Thursday, March 26, 2009

More fun visualizing MySQL Database Size

Hi again!

As a sidekick for my previous post, I came up with a snippet of code that generates the Google Chart URL to visualize table size for the current database. For example, for the sakila sample database, we get URL's like this:
http://chart.apis.google.com/chart?cht=bhs&chbh=19,2,2&chs=653x459&chtt=sakila%20Size%20(MB)&chco=4D89F9,C6D9FD&chd=t:0.0156,0.0156,0.0156,0.0156,0.0156,0.0469,0.0625,0.0625,0.0781,0.0781,0.1875,0.1875,0.1875,0.1163,0.1719,1.5156,1.5156|0.0000,0.0000,0.0000,0.0156,0.0313,0.0156,0.0156,0.0313,0.0156,0.0469,0.0781,0.0781,0.0781,0.2002,0.1875,0.6094,1.2031&chds=0,2.7188&chxt=y,x&chxl=0:|rental%20(InnoDB)|payment%20(InnoDB)|inventory%20(InnoDB)|film_text%20(MyISAM)|films%20(InnoDB)|film_actor%20(InnoDB)|film%20(InnoDB)|customer%20(InnoDB)|staff%20(InnoDB)|address%20(InnoDB)|film_category%20(InnoDB)|city%20(InnoDB)|store%20(InnoDB)|actor%20(InnoDB)|language%20(InnoDB)|country%20(InnoDB)|category%20(InnoDB)|1:|0|2.72MB&chm=N*f2*,000000,0,-1,11|N*f2*,000000,1,-1,11
The graph looks like this: Google Chart: Sakila database sizeHere's the script I used:
SET @maxpixels:=300000;
SET @barwidth:=19;
SET @spacebetweenbars:=2;
SET @spacebetweengroups:=2;
SET @totalbarwidth:=@barwidth+(2*@spacebetweenbars)+(2*@spacebetweengroups);
SET @megabytes:=1024*1024;
SET @decimals:=2;

SELECT CONCAT(
'http://chart.apis.google.com/chart'
, '?cht=bhs'
, '&chbh=',@barwidth,',',@spacebetweenbars,',',@spacebetweengroups
, '&chs=', @maxpixels div (COUNT(*) * @totalbarwidth),'x', COUNT(*) * @totalbarwidth
, '&chtt=', table_schema, ' Size (MB)'
, '&chco=4D89F9,C6D9FD'
, '&chd=t:', GROUP_CONCAT(data_length / @megabytes ORDER BY (data_length+index_length))
, '|', GROUP_CONCAT(index_length / @megabytes ORDER BY (data_length+index_length))
, '&chds=' ,0, ',', MAX(data_length+index_length)/@megabytes
, '&chxt=y,x'
, '&chxl=0:|', GROUP_CONCAT(table_name, ' (', engine,')' ORDER BY (data_length + index_length) DESC separator '|')
, '|1:|', 0, '|', ROUND(MAX(data_length+index_length) / @megabytes, @decimals), 'MB'
, '&chm=N*f',@decimals,'*,000000,0,-1,11|N*f',@decimals,'*,000000,1,-1,11'
)
FROM information_schema.tables
WHERE table_schema = SCHEMA()
AND table_type = 'BASE TABLE'
GROUP BY table_schema
I'm not really satisfied yet...I keep hitting limitations w/re to google charts. I built a little bit of logic that will ensure the resulting picture is within the upper limit of 300000 pixels. I just found out there is another limitation that says the chart height can't exceed 1000 pixels. I'm going to stop looking at this for a while, and maybe later on I will come up with some works-most-of-the-time kind of logic to control this.

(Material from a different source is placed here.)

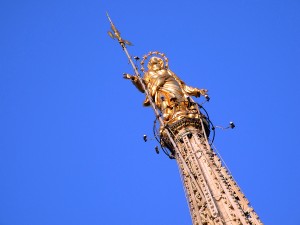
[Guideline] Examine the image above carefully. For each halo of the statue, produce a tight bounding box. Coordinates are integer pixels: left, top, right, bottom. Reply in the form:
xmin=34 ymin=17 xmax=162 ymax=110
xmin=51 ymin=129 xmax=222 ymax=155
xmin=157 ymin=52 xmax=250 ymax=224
xmin=141 ymin=51 xmax=169 ymax=73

Feel free to drop me a line if you have some ideas regarding this.

20 comments:

Ronald Bradford said...

Not bad. The limitations are a little annoying.
I also would like to see multi point line charts.

@insan3 said...

nice piece of sql Roland, i can see a 'GET' maximum LENGTH limitation.

@insan3 said...

nice piece of sql Rolland , neverthless the max size of the querystring could be a problem :( .

thanks.

rpbouman said...

Hi Ronald, insane! Thanks for posting a comment ;)

Yeah, I agree with both of you. I wrote in my previous post that I would never consider google charts for a serious db monitoring solution because of the obvious limitations.

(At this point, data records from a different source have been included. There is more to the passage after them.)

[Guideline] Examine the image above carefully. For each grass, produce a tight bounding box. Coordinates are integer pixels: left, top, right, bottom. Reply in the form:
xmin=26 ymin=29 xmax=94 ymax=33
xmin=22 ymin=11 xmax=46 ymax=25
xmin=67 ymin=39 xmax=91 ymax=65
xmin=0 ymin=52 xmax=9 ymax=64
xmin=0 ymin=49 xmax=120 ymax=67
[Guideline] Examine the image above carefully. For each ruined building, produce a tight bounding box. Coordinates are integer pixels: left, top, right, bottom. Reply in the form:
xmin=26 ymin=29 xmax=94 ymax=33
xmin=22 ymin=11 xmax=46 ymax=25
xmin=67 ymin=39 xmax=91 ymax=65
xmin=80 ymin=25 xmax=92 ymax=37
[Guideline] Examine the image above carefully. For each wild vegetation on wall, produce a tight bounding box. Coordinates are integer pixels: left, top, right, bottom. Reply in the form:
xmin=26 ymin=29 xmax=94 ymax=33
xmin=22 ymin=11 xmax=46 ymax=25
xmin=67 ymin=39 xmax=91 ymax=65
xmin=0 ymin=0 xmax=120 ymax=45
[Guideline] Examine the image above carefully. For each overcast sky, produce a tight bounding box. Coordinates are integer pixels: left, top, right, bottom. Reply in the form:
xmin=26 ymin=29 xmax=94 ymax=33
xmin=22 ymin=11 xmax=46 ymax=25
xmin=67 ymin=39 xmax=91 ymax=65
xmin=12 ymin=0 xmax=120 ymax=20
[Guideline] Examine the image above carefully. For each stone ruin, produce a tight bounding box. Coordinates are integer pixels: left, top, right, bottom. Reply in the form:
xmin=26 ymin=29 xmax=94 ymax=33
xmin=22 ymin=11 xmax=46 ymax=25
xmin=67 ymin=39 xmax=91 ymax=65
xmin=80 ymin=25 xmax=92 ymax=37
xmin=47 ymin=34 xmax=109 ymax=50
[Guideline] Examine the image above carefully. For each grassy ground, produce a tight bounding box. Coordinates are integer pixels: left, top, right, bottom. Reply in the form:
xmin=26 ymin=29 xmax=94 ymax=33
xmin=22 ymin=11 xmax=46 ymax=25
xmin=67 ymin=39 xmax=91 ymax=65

Personally, I think Google Charts has a great feature ahead of it for showing online poll results - that kind of thing. For more serious charting there are already good solutions available, but I do think the learning curve for those is a bit steeper.

Anonymous said...

Hi Roland,

Overall URL length can easily grow to thousands of characters for common databases. I wonder how easy it would be to "partition" the graph into several images, which can then be combined to form the desired image.
I'll give it a thought, though obviously this is a big patch for a very simple problem (which Google can solve by allowing POST method, which they don't).

rpbouman said...

Hi Shlomi!

partitioning is a nice idea, I think that would be possible with some effort.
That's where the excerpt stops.